The Grand Cliff Top Walk, Blue Mountains, NSW, Australia (February 2025)

The new Grand Cliff Top Walk links the finest walking trails and iconic sights of the Blue Mountains into one easy to follow two day, 19 km walk. The superb scenery compensates for the serious step workout!

In the past, we had rather neglected the Blue Mountains, usually just passing through en route to other things. However, the recently opened Grand Cliff Top Walk caught our eye and we decided it was time to revisit the area.

A big walk..

The suggested route starts at Wentworth Falls, finishing at Gordon Falls Picnic area near Leura after 11 km on the first day. A further 8 km on the second day leads to the end at Scenic World, a cable car attraction at Katoomba.

Beautiful flora..

There are train stations at Wentworth Falls, Leura and Katoomba, as well as buses so we were able to park our car and get back to it quite easily. However, the walk makes the perfect two day excursion from Sydney, what with the train connections and plentiful accommodation options.

Of course we were following our usual cheapskate option and camping in the free and very pretty Old Ford Reserve in the Megalong Valley. Overlooking a creek for a cooling dip and in a very peaceful spot, we loved it.

There is a steep and winding road down from Blackheath into this very scenic valley, especially beautiful in the evening when the setting sun lights up the escarpment faces in brilliant reds and oranges.

DAY 1
Wentworth Falls to Gordon’s Picnic area (Leura)
11 km

If arriving by train at Wentworth Falls, a quick left past the shops and cafes – I can recommend the Fed – and then a right will lead to the Charles Darwin walk which starts at little Wilson Park – this is also where the Grand Cliff Top Walk starts.

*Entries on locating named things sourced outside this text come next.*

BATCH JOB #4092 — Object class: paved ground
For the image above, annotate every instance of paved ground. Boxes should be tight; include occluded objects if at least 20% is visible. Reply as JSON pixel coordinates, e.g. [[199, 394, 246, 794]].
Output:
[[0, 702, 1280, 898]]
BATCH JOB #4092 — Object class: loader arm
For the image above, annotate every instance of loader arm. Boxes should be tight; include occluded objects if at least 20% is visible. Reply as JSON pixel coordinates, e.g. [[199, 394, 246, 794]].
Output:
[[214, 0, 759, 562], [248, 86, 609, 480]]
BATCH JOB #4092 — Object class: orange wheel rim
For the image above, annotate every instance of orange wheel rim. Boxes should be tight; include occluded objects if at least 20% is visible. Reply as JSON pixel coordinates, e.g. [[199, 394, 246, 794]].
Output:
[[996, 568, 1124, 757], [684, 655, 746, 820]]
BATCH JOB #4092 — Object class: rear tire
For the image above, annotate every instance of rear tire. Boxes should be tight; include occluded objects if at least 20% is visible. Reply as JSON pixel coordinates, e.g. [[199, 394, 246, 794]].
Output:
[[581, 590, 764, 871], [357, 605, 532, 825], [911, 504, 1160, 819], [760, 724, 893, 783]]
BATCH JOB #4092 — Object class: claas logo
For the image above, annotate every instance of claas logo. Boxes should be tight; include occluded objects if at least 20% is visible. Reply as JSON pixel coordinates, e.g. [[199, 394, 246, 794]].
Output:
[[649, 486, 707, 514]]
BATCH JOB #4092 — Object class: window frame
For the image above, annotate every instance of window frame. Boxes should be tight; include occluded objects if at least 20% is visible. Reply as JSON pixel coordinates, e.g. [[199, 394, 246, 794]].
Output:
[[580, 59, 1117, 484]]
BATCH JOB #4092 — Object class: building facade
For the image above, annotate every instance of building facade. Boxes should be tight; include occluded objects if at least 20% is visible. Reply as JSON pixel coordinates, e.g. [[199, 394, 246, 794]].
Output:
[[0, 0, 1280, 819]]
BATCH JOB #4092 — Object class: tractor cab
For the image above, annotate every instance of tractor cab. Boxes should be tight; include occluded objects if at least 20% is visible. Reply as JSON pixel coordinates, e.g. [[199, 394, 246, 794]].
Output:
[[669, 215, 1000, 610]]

It all starts with Darwin!

There is a ceremonial wall and some information boards. Charles Darwin walked along Jamison Creek in 1836 – now we were to follow in his footsteps, a path of easy boardwalks which continually criss cross the creek.

The Grand start to the Grand Cliff Top Walk!

The creek is pretty, quite narrow, with lush ferny banks. There is a good swimming hole at one memorial bridge but shortly afterwards the track is shut due to flood damage.

Jamison Creek

The detour climbs up (of course!) to Fletcher Road where signs warn that pedestrians must not stop on driveways and should give way to vehicles.

Darwin’s swimming hole?

A left on the friendlier Falls Road leads down to the Wentworth Falls Picnic area. It is actually a perfectly pleasant agapanthus lined walk under big maple trees and I even found a water trough with a tap to one end which was welcome.

A welcome trough

Once there, it is an easy matter to find one’s way back to the creek again at the beautiful Weeping Rock, where the water runs in fine rivelets.

Weeping Rock

As you follow it down, the path just gets better and better. After Queen’s Cascades the path leads on to the National Pass, a precarious cliff edge path which was hacked out by hand (and a little dynamite) in 1908.

Queen’s Cascades

It is worth following the Pass for a little way before it drops off the edge, merely to admire the superb views and the efforts required in its construction.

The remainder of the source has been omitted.